Recently, due to a short work week and long holiday weekend I missed two client calls on the same day. It was only when my supervisor contacted me on email the next day that I realised my error. I was devastated I had let these two people down, let the service down and the voice in my head began “How could you be so stupid to have forgotten?” “How could you have confused the days?” The nasty gremlin voice in my head got louder.
Luckily, I had the presence of mind to write back to my supervisor immediately, I owned the mistake, I said I was sorry, and I said I felt awful about it. That was the first step in easing some of the anxiety I was feeling and turning down the volume in my head. Despite knowing these things happen, making mistakes are still a difficult pill to swallow. There is an unspoken expectation in the world that we must always be performing at an optimal level and mistakes tend to be blame missiles seeking a culprit and usually involve shaming.
The beautiful thing is what happened next, how easy it is to offer an empathic message of repair to someone and what it can mean. My supervisor responded to me with an email that completely changed my internal sense of “being in trouble” A psychotherapist herself and a person with a capacity for great empathy wrote “please know there is no expectation from us that you should be infallible – confusion is a part of life and often a symptom of overwhelm (well for me it is anyway!).” The physical relief and release that this gave me is difficult to put into words. I felt seen, heard and understood and in turn was able to quiet the punishing voice in my head and right size my human error.
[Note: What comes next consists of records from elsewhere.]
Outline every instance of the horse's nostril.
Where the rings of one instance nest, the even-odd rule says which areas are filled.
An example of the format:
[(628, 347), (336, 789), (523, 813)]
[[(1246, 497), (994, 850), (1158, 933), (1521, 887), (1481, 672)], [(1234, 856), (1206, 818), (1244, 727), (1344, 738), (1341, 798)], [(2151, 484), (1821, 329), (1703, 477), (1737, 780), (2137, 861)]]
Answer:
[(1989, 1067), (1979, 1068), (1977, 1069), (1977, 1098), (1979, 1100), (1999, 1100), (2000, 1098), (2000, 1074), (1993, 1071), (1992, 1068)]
It made me think about our capacity as human beings to be less judgemental with each other and more compassionate. When we offer a compassionate response to another’s shortcomings or mistakes, are we not acknowledging our own fallibility and frailty? And when we sit in stern judgement, sometimes as thoughts in our heads (driving, online, in the supermarket) is it perhaps coming from the place where we often judge ourselves? I began to think about the idea of how I could pass on this compassionate act towards me, to someone else, even a stranger perhaps.
The next time I was out on the road and had a chance to let someone into a traffic queue or slow down for a pedestrian, I did it, knowing that these small acts of human kindness add up slowly and if nothing else, help me to be compassionate with my own human vulnerability and imperfections. It helps me to understand that striving for imagined perfection is an illusion that sets me up for huge disappointment and can open the door for punishing thoughts. The drive to always get it right shuts out the opportunity to get it wrong, even to get it very wrong and through that experience connect to all that makes me and everyone else, perfectly, humanly imperfect.